The chi-square test assesses whether observed frequencies in categories differ significantly from expected frequencies under a null hypothesis. For a goodness-of-fit test, it compares observed category frequencies to theoretical (expected) frequencies. For a test of independence, it tests whether two categorical variables are independent in a contingency table. The test statistic is χ² = Σ(Observed - Expected)²/Expected, which follows a chi-square distribution when the null hypothesis is true and expected frequencies are sufficiently large (typically ≥ 5).
Set up null hypotheses for goodness-of-fit scenarios (coin fairness, six-sided die). Create contingency tables and test independence. Verify that expected frequencies meet assumptions.
Using chi-square with expected frequencies < 5. Confusing goodness-of-fit with independence tests. Forgetting that small p-values indicate deviation from the null, not confirmation of hypotheses. Thinking chi-square tests directionality (they don't).
From hypothesis testing, you know the general structure: state H₀, compute a test statistic designed to be large when H₀ is wrong, compare to a null distribution, and reject if the result is unlikely under H₀. The chi-square test applies this structure to categorical data — outcomes that fall into labeled buckets rather than on a numerical scale. The test statistic χ² = Σ(O − E)²/E accumulates evidence by comparing observed counts O to expected counts E in each category. Each term (O−E)²/E is zero when observations match expectations perfectly and grows as the discrepancy increases. The total χ² measures the overall gap between what you saw and what H₀ predicts.

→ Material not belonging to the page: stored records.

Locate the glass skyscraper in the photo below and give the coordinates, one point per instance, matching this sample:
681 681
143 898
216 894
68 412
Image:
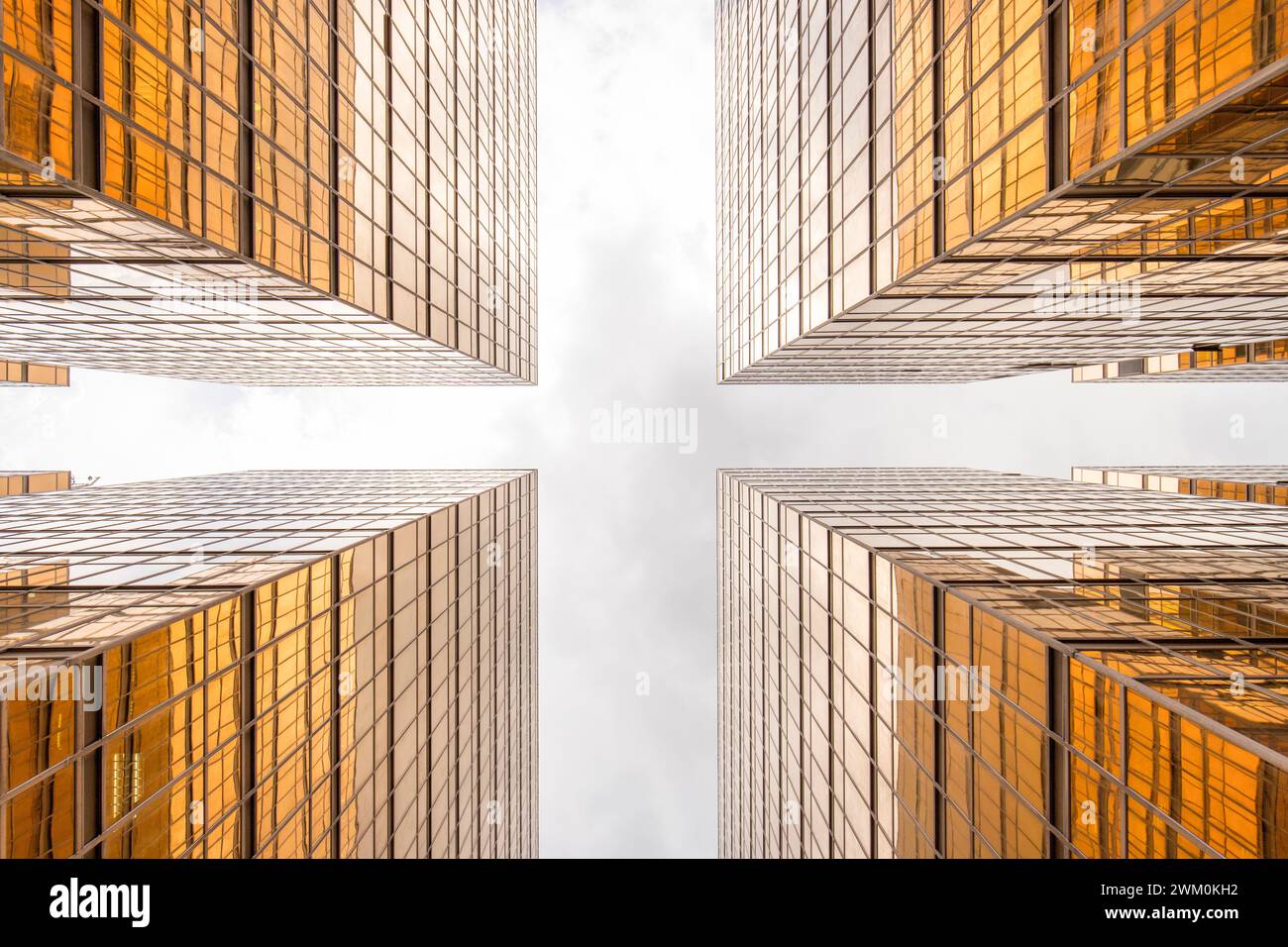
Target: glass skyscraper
1256 361
1245 483
926 663
944 192
300 664
308 192
30 373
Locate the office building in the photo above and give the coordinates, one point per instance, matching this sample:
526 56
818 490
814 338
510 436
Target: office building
14 482
1256 361
273 665
33 373
925 663
308 192
948 192
1244 483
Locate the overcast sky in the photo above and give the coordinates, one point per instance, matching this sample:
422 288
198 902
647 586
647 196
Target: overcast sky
626 313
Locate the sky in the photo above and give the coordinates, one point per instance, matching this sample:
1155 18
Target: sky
627 531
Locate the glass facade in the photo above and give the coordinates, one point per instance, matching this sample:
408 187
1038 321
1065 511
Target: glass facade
1254 361
14 482
310 665
292 192
935 191
1245 483
958 664
31 373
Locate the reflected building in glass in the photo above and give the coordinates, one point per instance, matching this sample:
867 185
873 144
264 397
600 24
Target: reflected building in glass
31 373
309 192
928 663
1244 483
309 665
947 192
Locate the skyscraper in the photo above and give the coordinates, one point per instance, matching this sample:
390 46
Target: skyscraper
947 192
921 663
1245 483
1254 361
14 482
323 192
33 373
333 664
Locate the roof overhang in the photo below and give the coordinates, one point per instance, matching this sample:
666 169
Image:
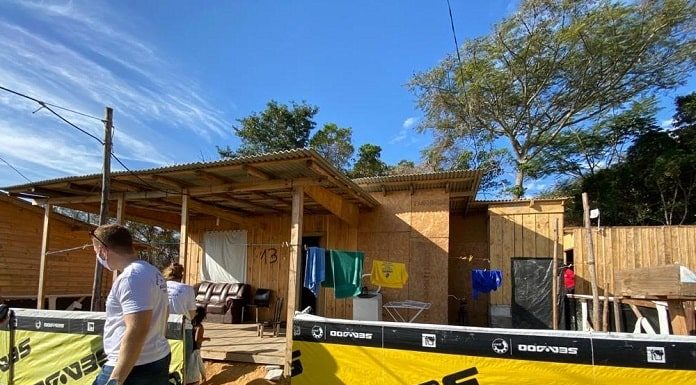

The goodness-of-fit test asks whether your data came from a specific distribution. Example: you roll a six-sided die 120 times. Under H₀ (fair die), you expect E = 20 for each face. If your observed counts are 15, 22, 18, 25, 17, 23, compute χ² = (15−20)²/20 + (22−20)²/20 + ... for all six faces. The degrees of freedom are k−1 = 5 (you lose one degree of freedom because the counts must sum to 120). Compare χ² to a chi-square distribution with 5 degrees of freedom. A large value means the die is likely unfair; a small value means the data is consistent with fairness.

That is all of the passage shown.